Almost all network environments have DNS connectivity to the outside world, often via the network’s resolvers. In addition, these resolvers typically have an undisturbed view of UDP port 53 to the outside world. However, they often do not have such unfettered access to TCP or ICMP.
This is important because UDP packets have severe constraints on their size, with 1500 being the maximum before stuff needs to happen. The stuff that needs to happen either entails sending fragments (which have a hard time passing firewalls), or moving to TCP (which is blocked far more often than UDP for DNS).
DNS has a lot of rules
DNS was originally a replacement for the (then) famous HOSTS.TXT file, which contained IP addresses for host names that people wanted to share with the internet. This file was lovingly maintained by hand, and periodically downloaded by everybody.
When this no longer proved to be sustainable, the DNS was created so everybody could administer their own names, and publish these in an automated fashion.
Look closely however, and the DNS shows its HOSTS.TXT roots. Even though each ‘top level domain’ can have its own set of servers, in the end fundamentally, the DNS assumes it is actually one uniform list of records (‘HOSTS.TXT’). This means that if the root says the nameserver for everything ending on NL are X, Y and Z, that if you ask any of X, Y and Z what the namservers for NL are it *has* to answer X, Y and Z (it may add U, V and W to the answers though).
What it may NOT do is say ‘oh, NL, I handed that over to servers A, B and C, ask them’. Because this would violate the ‘HOSTS.TXT’ view of the DNS, where everything in the root zone has to be identical to the stuff at the lower level.
DNS can only answer simple questions
DNS basically knows only one question ‘Do you have information of type X about name Y?’. And as an answer, you’ll get all the information about Y of type X that fits in the answer packet. There is no way to say ‘give me all names Y that have type X’, for example. Nor is there a way to ask for all names that start with ‘www’.
You can’t mirror the DNS
The DNS is a fully distributed system, and one that can only answer simple questions (see above). There is no reliable way to make a complete copy of the DNS. This means that in order to use it, one has to rely on working network connectivity, and also has to trust other people’s systems.
Unlike, say, a SQL database, it is not possible to have a full copy that still works without network connectivity.
So – what do these limitations mean?
Summarising – we like DNS because it is really fast, easily distributed, well cached and passes firewalls easily. However, the above means that if we want to keep all these cool features:
- Responses to DNS queries must be small. Large answers mean UDP can’t be used, which in turn means a significant slowdown because TCP needs so many more packets. In addition, TCP has a far harder time passing firewalls.
Fundamentally, this means not storing photographs or other large things in DNS
- We must only ask simple questions that have direct answers.

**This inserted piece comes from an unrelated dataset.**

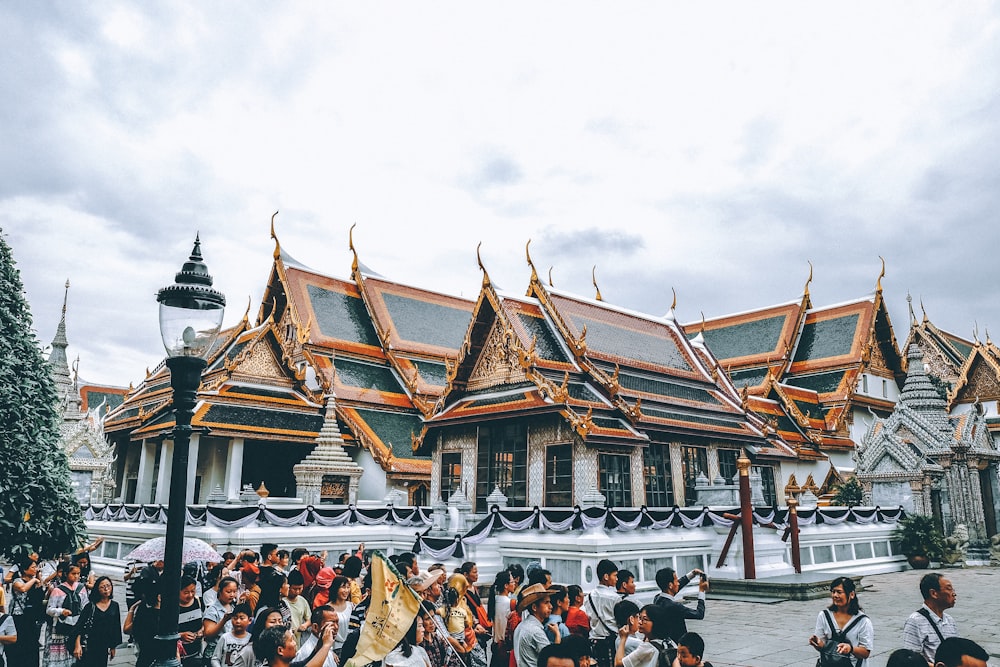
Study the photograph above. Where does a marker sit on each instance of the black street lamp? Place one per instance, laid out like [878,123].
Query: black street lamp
[190,319]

- Our questions and data distribution must fit the DNS rules.
This means we can’t “redelegate”. A practical problem that gets hit by this restriction is so called telephony number portability, where a phone number jumps outside of the hierarchy, and is suddenly served by a wholly different company.
- We must accept that queries will leave our network, and that we can’t have an ‘offline copy’
All in all – this means that quite a lot of problems do not fit the constraints that DNS imposes.
But anytime you have simple questions, with small answers and you dare to rely on other people’s servers, plus do not desire ‘redelegation’, DNS may be your best bet.
Slightly more advanced than DNS is LDAP, which offers the possiblity of asking more complicated questions. Slightly *less* advanced than DNS is memcached, which does however share the very high performance and easy redundancy. It does not offer delegation though.